Common obstacles and how to overcome them
Many parents, when they first hear about “banking time,” think: “I don’t even have ten minutes.” But practical experience shows that the problem is more rarely in the actual lack of time, and more often in the feeling of being overloaded and the belief that “real quality time” must be planned for hours. Here the point is the opposite: precisely because it is about a short, clearly delimited period, it is easier to incorporate it into the day, even during the busiest periods.
Another common obstacle is the adult’s discomfort when they need to stop “teaching” and simply follow the child. Some parents have a feeling that they are not doing enough if they do not give advice or instruction. It is important to remind oneself that “banking time” is a specific space in which the goal is building relationships, not transferring knowledge. In other parts of the day, there is still room for learning, boundaries, and explanations.
The third difficulty is the child’s resistance, especially if the connection is already marked by frequent criticism and arguments. In such situations, it is not unusual for the child to initially refuse the invitation to spend time together or turn it into a provocation. The experts’ recommendation is for the adult to remain patient, consistent, and for “banking time” to start with very simple, less intense activities – for example drawing or stacking blocks with music in the background – without pressure to achieve a “deep conversation.”
“Banking time” as an investment in the future of the relationship
Although it originated in a scientific and educational context, “banking time” is easily translated into the language of everyday life.
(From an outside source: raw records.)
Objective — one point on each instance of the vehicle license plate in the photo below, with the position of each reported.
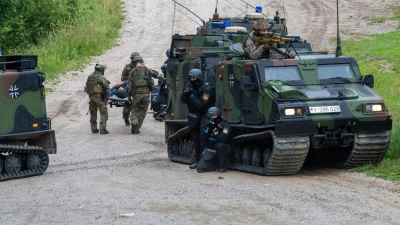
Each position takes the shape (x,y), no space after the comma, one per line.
(325,109)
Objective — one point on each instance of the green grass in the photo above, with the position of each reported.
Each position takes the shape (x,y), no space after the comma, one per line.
(378,54)
(95,30)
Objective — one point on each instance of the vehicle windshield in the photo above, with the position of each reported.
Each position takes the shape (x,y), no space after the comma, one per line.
(284,73)
(335,71)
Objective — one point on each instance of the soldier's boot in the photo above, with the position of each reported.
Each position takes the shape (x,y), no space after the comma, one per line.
(193,166)
(104,131)
(95,131)
(134,128)
(222,169)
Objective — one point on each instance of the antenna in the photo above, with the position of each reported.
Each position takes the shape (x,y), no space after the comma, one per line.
(216,16)
(269,21)
(338,48)
(204,23)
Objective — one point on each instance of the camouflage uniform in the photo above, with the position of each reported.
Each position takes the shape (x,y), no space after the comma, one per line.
(256,51)
(125,76)
(95,85)
(139,89)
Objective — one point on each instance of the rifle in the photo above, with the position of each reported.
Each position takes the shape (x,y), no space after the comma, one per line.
(150,82)
(271,39)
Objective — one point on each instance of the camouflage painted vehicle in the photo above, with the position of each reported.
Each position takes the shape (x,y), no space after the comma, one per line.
(281,110)
(26,137)
(205,51)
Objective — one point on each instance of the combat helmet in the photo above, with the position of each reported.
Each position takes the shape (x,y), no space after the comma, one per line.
(134,54)
(100,66)
(213,111)
(260,24)
(196,73)
(137,58)
(120,93)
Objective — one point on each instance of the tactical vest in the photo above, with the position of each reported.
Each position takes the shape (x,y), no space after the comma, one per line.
(128,69)
(92,86)
(244,46)
(140,84)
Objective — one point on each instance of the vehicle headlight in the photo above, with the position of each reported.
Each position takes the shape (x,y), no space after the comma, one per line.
(371,108)
(293,111)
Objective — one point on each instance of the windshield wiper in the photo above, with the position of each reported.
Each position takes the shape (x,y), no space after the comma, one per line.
(341,78)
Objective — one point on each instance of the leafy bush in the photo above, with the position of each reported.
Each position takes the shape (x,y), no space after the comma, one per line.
(27,22)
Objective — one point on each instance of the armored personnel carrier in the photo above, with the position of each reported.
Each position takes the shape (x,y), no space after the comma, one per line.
(26,137)
(282,110)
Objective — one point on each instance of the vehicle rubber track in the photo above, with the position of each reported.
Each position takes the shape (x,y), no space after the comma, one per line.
(286,158)
(368,148)
(179,149)
(39,163)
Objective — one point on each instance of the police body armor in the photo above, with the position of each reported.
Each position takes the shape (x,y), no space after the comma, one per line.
(141,82)
(92,85)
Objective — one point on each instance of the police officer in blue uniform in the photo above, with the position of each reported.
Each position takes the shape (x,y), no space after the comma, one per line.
(199,97)
(216,134)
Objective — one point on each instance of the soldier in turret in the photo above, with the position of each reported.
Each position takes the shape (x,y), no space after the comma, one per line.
(254,50)
(140,84)
(98,89)
(124,78)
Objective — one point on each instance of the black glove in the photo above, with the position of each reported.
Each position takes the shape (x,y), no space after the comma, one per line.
(187,91)
(211,127)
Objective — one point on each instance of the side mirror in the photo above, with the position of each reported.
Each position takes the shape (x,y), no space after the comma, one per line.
(368,81)
(247,85)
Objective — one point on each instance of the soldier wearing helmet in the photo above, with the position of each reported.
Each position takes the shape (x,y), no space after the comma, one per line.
(97,86)
(124,78)
(199,96)
(216,135)
(252,49)
(140,84)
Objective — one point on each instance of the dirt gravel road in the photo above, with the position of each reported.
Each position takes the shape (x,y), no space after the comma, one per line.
(127,179)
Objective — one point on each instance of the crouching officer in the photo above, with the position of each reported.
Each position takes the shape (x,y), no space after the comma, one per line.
(98,89)
(216,136)
(199,96)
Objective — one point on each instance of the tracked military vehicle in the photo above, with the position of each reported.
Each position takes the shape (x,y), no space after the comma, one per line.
(26,137)
(282,110)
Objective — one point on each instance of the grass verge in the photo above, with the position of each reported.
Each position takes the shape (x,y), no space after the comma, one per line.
(95,30)
(378,54)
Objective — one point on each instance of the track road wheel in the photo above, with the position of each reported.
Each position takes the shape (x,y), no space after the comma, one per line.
(246,155)
(237,154)
(13,163)
(1,164)
(189,149)
(256,157)
(180,147)
(266,156)
(176,148)
(184,151)
(33,161)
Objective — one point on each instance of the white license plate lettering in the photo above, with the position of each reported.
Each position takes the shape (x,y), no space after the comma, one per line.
(325,109)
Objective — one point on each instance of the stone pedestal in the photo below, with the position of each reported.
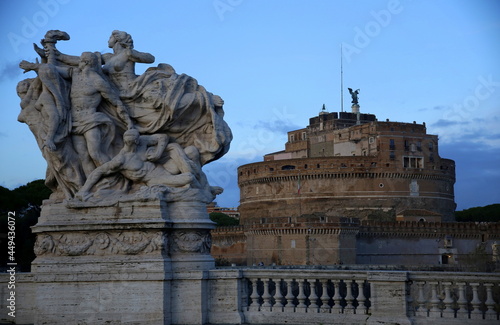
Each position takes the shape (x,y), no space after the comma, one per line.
(116,264)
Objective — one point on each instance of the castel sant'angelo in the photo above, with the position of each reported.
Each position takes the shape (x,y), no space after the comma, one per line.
(350,189)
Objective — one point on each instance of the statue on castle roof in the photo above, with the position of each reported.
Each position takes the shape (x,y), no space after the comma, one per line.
(354,95)
(84,111)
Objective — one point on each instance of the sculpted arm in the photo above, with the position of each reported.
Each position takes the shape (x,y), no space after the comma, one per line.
(158,144)
(111,167)
(141,57)
(112,96)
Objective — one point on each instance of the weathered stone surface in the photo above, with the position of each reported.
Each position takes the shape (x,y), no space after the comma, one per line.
(124,161)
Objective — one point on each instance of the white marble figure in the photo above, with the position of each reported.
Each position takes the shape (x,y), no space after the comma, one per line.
(107,133)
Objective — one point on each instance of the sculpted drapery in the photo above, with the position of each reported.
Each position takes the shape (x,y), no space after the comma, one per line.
(106,132)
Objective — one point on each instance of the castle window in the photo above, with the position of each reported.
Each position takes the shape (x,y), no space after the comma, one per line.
(413,162)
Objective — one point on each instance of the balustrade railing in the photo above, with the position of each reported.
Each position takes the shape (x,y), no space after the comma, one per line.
(452,295)
(325,296)
(299,292)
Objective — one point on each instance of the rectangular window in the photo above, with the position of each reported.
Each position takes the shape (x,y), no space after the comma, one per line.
(413,162)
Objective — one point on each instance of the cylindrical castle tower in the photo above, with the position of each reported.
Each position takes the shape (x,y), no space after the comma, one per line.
(375,170)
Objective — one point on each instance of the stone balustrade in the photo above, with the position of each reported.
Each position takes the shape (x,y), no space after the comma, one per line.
(305,295)
(296,296)
(454,296)
(299,292)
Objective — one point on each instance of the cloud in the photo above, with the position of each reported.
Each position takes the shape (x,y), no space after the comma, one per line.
(447,123)
(435,108)
(9,71)
(477,172)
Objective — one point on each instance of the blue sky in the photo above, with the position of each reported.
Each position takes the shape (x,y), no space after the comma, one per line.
(275,63)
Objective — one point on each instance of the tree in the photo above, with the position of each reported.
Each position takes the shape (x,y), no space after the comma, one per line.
(223,219)
(24,204)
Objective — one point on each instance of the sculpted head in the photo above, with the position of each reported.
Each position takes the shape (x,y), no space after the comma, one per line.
(89,59)
(23,86)
(122,38)
(131,136)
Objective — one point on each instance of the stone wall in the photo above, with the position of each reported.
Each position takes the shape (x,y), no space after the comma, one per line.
(301,295)
(317,240)
(358,187)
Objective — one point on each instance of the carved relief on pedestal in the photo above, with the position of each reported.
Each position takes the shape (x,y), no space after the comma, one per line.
(191,241)
(82,243)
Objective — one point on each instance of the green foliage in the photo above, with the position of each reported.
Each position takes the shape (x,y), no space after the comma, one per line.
(25,202)
(223,220)
(489,213)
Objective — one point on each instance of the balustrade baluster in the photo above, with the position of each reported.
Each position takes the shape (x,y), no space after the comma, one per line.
(313,297)
(463,310)
(448,311)
(337,308)
(278,297)
(434,311)
(361,299)
(325,298)
(266,297)
(490,303)
(254,305)
(289,304)
(422,308)
(301,297)
(476,313)
(349,298)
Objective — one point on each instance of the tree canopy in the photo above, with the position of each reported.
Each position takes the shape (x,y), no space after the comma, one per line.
(223,219)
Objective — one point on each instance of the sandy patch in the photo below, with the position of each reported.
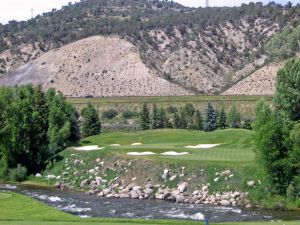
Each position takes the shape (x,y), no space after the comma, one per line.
(141,153)
(115,145)
(202,146)
(88,148)
(135,144)
(175,153)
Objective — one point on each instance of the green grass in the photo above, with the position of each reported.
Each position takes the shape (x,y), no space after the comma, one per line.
(16,209)
(246,104)
(236,146)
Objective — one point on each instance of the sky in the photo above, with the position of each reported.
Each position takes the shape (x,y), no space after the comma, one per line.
(21,9)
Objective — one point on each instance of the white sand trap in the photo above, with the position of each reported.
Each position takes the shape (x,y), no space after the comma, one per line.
(141,153)
(175,153)
(88,148)
(135,144)
(202,146)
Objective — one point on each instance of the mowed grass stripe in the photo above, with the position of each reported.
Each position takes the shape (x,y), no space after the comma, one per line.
(235,145)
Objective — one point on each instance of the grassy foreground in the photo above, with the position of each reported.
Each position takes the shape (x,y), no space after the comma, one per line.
(16,209)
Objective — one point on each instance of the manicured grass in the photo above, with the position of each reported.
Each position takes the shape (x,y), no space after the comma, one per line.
(16,209)
(246,104)
(235,145)
(196,98)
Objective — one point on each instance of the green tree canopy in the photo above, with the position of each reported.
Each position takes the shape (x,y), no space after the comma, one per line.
(91,124)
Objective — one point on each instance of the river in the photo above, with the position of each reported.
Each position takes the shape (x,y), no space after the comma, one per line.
(86,206)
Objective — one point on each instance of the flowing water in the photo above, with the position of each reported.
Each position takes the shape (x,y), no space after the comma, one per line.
(84,205)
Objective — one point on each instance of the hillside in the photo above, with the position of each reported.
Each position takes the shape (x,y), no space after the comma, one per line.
(97,66)
(261,82)
(204,50)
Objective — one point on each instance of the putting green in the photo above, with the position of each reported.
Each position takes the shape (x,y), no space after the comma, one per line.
(235,145)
No special toys, large spaces, or complex preparations are needed for it. What is needed above all is the intention to create a small, regular space in which the child leads, and the adult follows – and to protect that space as precious, just as a savings account is protected into which funds are slowly, but surely deposited.
As the family approaches the new year, many adults think about resolutions: fewer screens, more movement, healthier eating. “Banking time” offers a different kind of promise – investing in the quality of relationships, which are the foundation for everything else. A few intentional, short meetings a week cannot remove all difficulties, but can create a feeling that at the center of family life are not tasks, but people – adults and children – who learn to see, hear, and accept each other.